Scherer lo sabe. Su exhortación a redoblar la fe resonó el domingo en una catedral con la mitad de los bancos vacíos y la otra mitad ocupada principalmente por mujeres y ancianos.

«Un papa brasileño contribuiría enormemente a la evangelización de Latinoamérica», afirmó Valeriano Costa, director de la Facultad de Teología de la Pontificia Universidad Católica de São Paulo. «Le daría a la Iglesia una visión joven, una mentalidad diferente», añadió.

"Scherer tiene la capacidad de asumir un papado. Pero no sé si los cardenales tienen la madurez suficiente para tomar esa decisión", añadió.

Las matemáticas, al menos, están en su contra: a pesar de tener el 50 por ciento de los católicos del mundo, América Latina sólo tendrá 19 cardenales elegibles para votar en el cónclave, o alrededor del 16 por ciento del total.
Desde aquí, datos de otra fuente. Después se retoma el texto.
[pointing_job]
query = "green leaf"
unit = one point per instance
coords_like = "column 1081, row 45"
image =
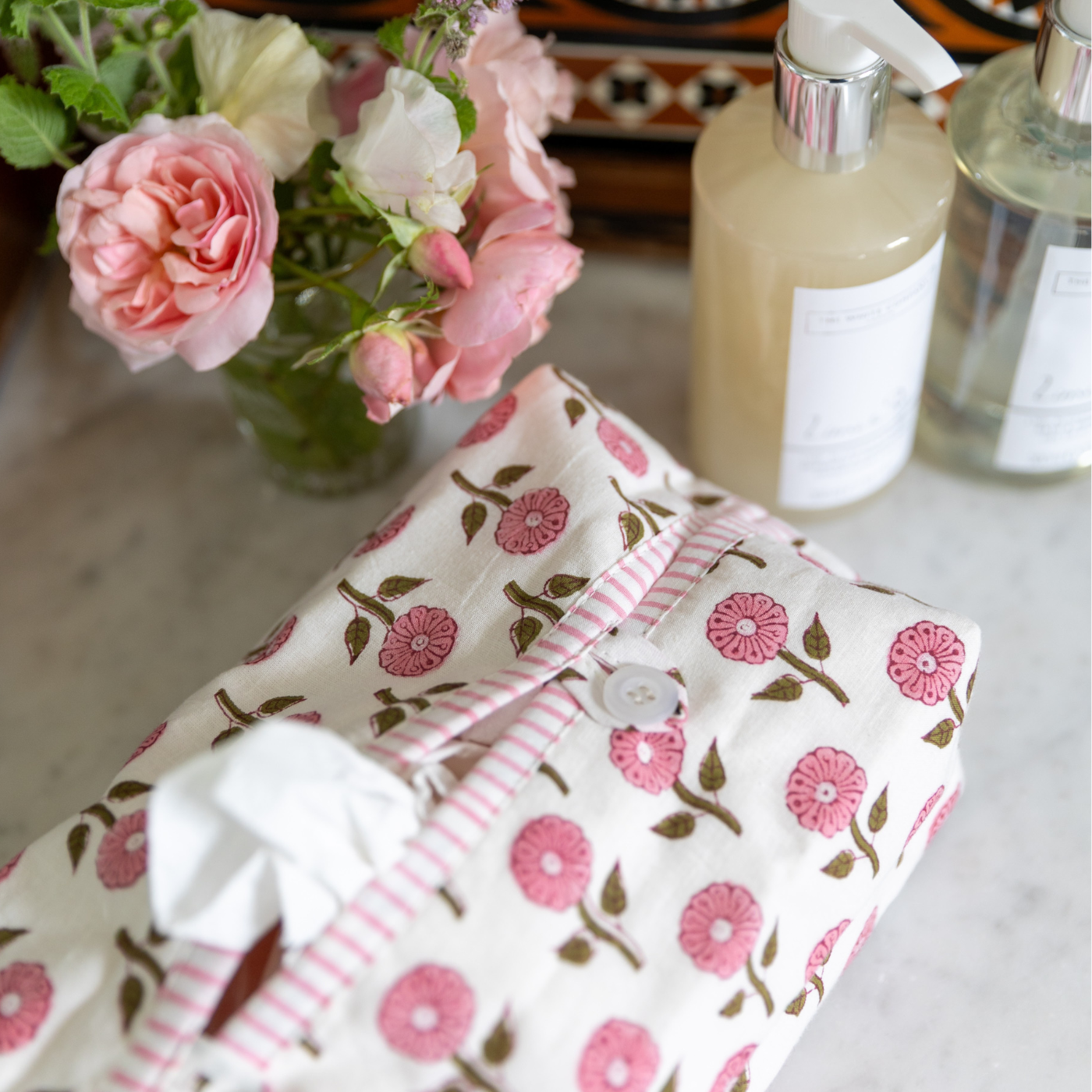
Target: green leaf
column 877, row 817
column 941, row 735
column 130, row 999
column 783, row 688
column 391, row 35
column 657, row 509
column 816, row 641
column 841, row 866
column 498, row 1046
column 473, row 519
column 7, row 936
column 679, row 824
column 33, row 126
column 387, row 718
column 576, row 950
column 395, row 587
column 356, row 636
column 507, row 475
column 633, row 529
column 81, row 92
column 711, row 773
column 613, row 899
column 770, row 952
column 562, row 586
column 524, row 631
column 127, row 789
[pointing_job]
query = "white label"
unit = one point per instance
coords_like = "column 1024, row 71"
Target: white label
column 856, row 360
column 1048, row 420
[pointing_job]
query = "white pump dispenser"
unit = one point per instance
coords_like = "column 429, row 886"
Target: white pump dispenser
column 815, row 260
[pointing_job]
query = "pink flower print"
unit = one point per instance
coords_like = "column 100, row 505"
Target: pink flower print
column 865, row 934
column 651, row 760
column 942, row 815
column 733, row 1069
column 720, row 927
column 25, row 995
column 427, row 1012
column 382, row 535
column 821, row 952
column 418, row 641
column 748, row 626
column 619, row 1057
column 824, row 791
column 122, row 855
column 491, row 423
column 925, row 661
column 10, row 867
column 622, row 447
column 532, row 521
column 551, row 862
column 147, row 743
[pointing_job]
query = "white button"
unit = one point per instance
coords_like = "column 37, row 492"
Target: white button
column 638, row 695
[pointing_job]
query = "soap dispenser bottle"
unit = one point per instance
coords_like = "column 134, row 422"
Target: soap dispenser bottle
column 818, row 218
column 1008, row 387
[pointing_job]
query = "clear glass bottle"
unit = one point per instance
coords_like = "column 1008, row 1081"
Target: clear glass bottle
column 815, row 259
column 1008, row 382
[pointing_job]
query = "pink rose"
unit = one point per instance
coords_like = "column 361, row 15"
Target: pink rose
column 520, row 265
column 168, row 232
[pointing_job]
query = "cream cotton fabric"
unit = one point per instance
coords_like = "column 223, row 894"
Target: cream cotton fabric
column 591, row 908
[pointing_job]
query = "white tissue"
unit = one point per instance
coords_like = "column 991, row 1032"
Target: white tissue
column 282, row 822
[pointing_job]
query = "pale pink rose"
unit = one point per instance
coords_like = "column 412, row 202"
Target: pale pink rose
column 535, row 87
column 925, row 661
column 945, row 811
column 169, row 232
column 532, row 521
column 865, row 934
column 651, row 760
column 153, row 736
column 122, row 855
column 821, row 952
column 924, row 814
column 439, row 256
column 551, row 862
column 622, row 447
column 824, row 791
column 392, row 367
column 619, row 1057
column 748, row 626
column 427, row 1012
column 491, row 423
column 734, row 1068
column 520, row 265
column 720, row 927
column 382, row 535
column 25, row 996
column 418, row 641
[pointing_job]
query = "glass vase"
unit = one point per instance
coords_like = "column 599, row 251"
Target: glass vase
column 309, row 425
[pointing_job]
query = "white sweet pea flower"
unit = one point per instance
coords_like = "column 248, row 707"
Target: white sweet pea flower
column 264, row 76
column 406, row 149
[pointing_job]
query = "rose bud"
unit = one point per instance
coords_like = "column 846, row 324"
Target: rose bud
column 439, row 256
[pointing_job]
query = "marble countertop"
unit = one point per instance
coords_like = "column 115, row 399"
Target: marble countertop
column 141, row 551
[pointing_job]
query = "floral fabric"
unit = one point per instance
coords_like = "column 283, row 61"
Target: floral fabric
column 633, row 909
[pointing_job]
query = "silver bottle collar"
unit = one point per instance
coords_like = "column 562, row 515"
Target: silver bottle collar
column 1062, row 68
column 828, row 123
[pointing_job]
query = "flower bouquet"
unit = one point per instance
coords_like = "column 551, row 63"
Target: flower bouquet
column 320, row 229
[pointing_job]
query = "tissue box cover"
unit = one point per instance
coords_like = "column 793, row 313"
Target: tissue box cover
column 592, row 908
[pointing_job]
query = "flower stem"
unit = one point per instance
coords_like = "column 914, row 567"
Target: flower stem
column 603, row 934
column 714, row 810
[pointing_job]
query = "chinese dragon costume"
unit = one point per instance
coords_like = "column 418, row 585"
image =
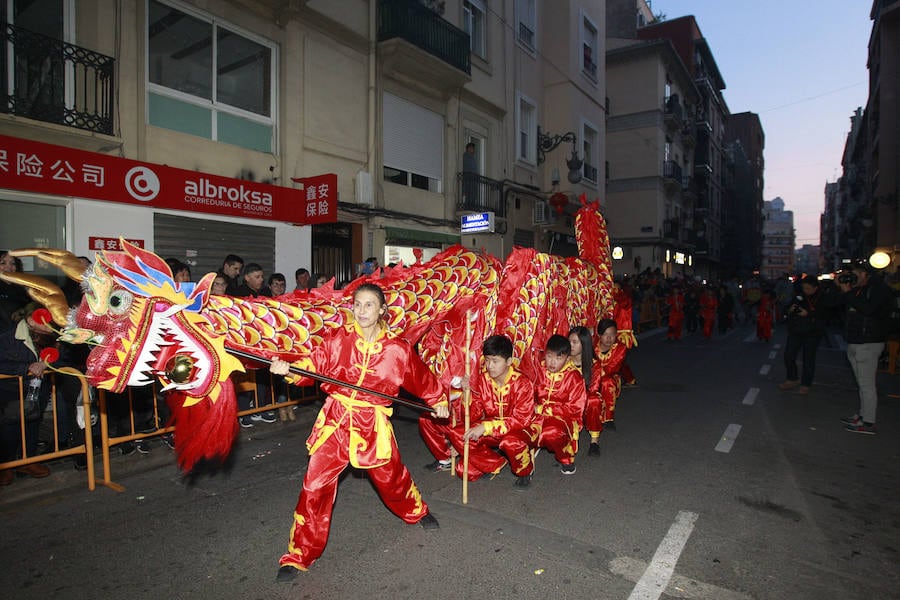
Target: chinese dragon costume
column 146, row 327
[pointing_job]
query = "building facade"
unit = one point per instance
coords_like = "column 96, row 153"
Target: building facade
column 778, row 240
column 262, row 97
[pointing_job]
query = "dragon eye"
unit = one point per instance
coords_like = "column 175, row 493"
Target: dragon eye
column 120, row 301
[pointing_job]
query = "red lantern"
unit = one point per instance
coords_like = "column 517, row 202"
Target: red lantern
column 559, row 201
column 49, row 355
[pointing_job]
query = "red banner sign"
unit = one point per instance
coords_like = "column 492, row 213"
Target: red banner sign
column 97, row 244
column 57, row 170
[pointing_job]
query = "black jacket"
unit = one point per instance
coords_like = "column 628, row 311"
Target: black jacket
column 867, row 310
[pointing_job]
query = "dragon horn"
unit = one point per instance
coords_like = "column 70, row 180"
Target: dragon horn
column 65, row 260
column 44, row 292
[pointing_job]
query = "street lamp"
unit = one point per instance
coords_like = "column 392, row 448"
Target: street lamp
column 549, row 142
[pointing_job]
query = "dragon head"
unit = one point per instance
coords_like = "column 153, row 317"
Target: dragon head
column 144, row 326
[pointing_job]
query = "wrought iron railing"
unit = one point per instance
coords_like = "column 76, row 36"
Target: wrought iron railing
column 478, row 193
column 56, row 82
column 425, row 29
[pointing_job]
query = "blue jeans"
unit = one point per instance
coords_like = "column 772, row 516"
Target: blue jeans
column 864, row 362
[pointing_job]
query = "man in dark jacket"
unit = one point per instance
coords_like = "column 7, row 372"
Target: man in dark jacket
column 867, row 301
column 805, row 324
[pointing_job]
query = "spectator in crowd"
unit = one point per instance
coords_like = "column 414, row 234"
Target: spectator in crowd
column 252, row 283
column 277, row 284
column 301, row 277
column 805, row 325
column 12, row 297
column 867, row 304
column 231, row 270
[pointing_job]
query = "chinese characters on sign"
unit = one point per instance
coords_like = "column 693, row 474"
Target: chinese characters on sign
column 57, row 170
column 320, row 193
column 110, row 244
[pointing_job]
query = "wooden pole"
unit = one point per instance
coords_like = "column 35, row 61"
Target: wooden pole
column 466, row 399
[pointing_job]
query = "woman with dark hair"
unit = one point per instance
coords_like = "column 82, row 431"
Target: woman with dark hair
column 601, row 406
column 353, row 427
column 13, row 298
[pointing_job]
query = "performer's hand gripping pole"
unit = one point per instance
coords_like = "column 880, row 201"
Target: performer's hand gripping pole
column 326, row 379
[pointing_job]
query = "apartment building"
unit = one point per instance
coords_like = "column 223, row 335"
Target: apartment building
column 309, row 134
column 778, row 240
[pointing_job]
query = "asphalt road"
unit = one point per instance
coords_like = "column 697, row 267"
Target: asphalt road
column 707, row 489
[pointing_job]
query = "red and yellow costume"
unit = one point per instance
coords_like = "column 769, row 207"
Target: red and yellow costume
column 765, row 317
column 354, row 428
column 675, row 300
column 605, row 389
column 708, row 306
column 507, row 413
column 561, row 398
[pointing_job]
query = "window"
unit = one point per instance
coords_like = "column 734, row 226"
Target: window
column 526, row 18
column 526, row 128
column 589, row 45
column 413, row 144
column 474, row 24
column 208, row 79
column 590, row 147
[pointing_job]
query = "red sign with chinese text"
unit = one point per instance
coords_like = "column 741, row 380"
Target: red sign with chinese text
column 111, row 244
column 49, row 169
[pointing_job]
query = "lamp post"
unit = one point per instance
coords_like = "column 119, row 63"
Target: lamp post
column 548, row 142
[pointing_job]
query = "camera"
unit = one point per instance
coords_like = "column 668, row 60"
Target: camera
column 849, row 278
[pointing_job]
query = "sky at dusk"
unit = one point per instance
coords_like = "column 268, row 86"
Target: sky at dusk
column 802, row 69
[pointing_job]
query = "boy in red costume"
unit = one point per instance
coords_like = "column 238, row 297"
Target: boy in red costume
column 601, row 408
column 501, row 413
column 561, row 397
column 353, row 427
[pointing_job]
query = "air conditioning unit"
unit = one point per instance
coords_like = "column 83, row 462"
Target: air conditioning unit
column 541, row 214
column 365, row 189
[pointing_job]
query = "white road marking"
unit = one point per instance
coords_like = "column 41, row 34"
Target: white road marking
column 727, row 441
column 679, row 586
column 750, row 396
column 653, row 582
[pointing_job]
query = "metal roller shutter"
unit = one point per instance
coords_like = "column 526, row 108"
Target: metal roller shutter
column 203, row 244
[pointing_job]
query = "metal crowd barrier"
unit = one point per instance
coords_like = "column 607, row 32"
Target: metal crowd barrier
column 242, row 381
column 86, row 447
column 296, row 396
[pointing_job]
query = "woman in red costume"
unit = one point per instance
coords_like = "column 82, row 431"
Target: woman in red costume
column 675, row 300
column 708, row 307
column 353, row 427
column 600, row 411
column 765, row 316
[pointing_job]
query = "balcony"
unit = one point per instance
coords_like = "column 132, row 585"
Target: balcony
column 476, row 193
column 56, row 82
column 673, row 113
column 417, row 43
column 672, row 175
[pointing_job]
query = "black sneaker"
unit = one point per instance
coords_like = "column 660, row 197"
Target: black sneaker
column 863, row 427
column 567, row 469
column 852, row 420
column 428, row 522
column 266, row 417
column 438, row 466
Alrededor del 52 por ciento de los cardenales que se encerrarán en la Capilla Sixtina el mes próximo para elegir al próximo Papa son europeos, quienes durante los últimos 15 siglos han elegido al Papa entre ellos mismos.

DIFÍCIL DE ETIQUETAR

A los analistas les resulta difícil etiquetar a Scherer, un hombre que escucha a Beethoven, pero también a Chico Buarque.

Aunque conservador en temas como el matrimonio entre personas del mismo sexo, el aborto y la investigación con células madre, el cardenal brasileño es visto como una figura religiosa moderna conectada con la realidad social de Brasil.

Scherer, quien suele usar el metro y un iPhone 4S, aún conserva su sentido del humor. Recientemente, atrapado en uno de los atascos que atormentan a sus seguidores a diario, tuiteó en su cuenta @DomOdiloScherer: "Espero que el camino al cielo esté aún más congestionado que el de São Paulo".

El cardenal defiende la participación de los católicos en la política y no rehúye la polémica.

Hijo de inmigrantes alemanes que se establecieron en el sur de Brasil, Scherer tuvo una carrera meteórica dentro de la Iglesia, convirtiéndose en cardenal en 2007 a la edad de 58 años, uno de los más jóvenes en la historia moderna de la Iglesia.

Sus asesores dicen que es pragmático y capaz de crear consensos, algo que podría ayudarle a poner orden en una Iglesia plagada de escándalos y traiciones.

Además, conoce a fondo la Curia romana, donde trabajó durante años en la Congregación para los Obispos y –se dice– mantiene amistades influyentes.

Según los observadores del Vaticano, una señal de que está destinado a grandes cosas es que fue nombrado por Benedicto XVI para dos grupos de élite: un nuevo consejo para promover la evangelización y una comisión para supervisar el Instituto para las Obras de Religión, el banco del Vaticano bajo sospecha de irregularidades financieras.

Sus allegados dicen que hay expectativas en torno al cardenal. Pero Scherer mantiene la pelota en el suelo.

"Sería muy presuntuoso que un cardenal dijera: 'Estoy preparado'", declaró a la prensa tras la renuncia de Benedicto XVI a principios de febrero. "Nadie va a decir: 'Soy candidato'".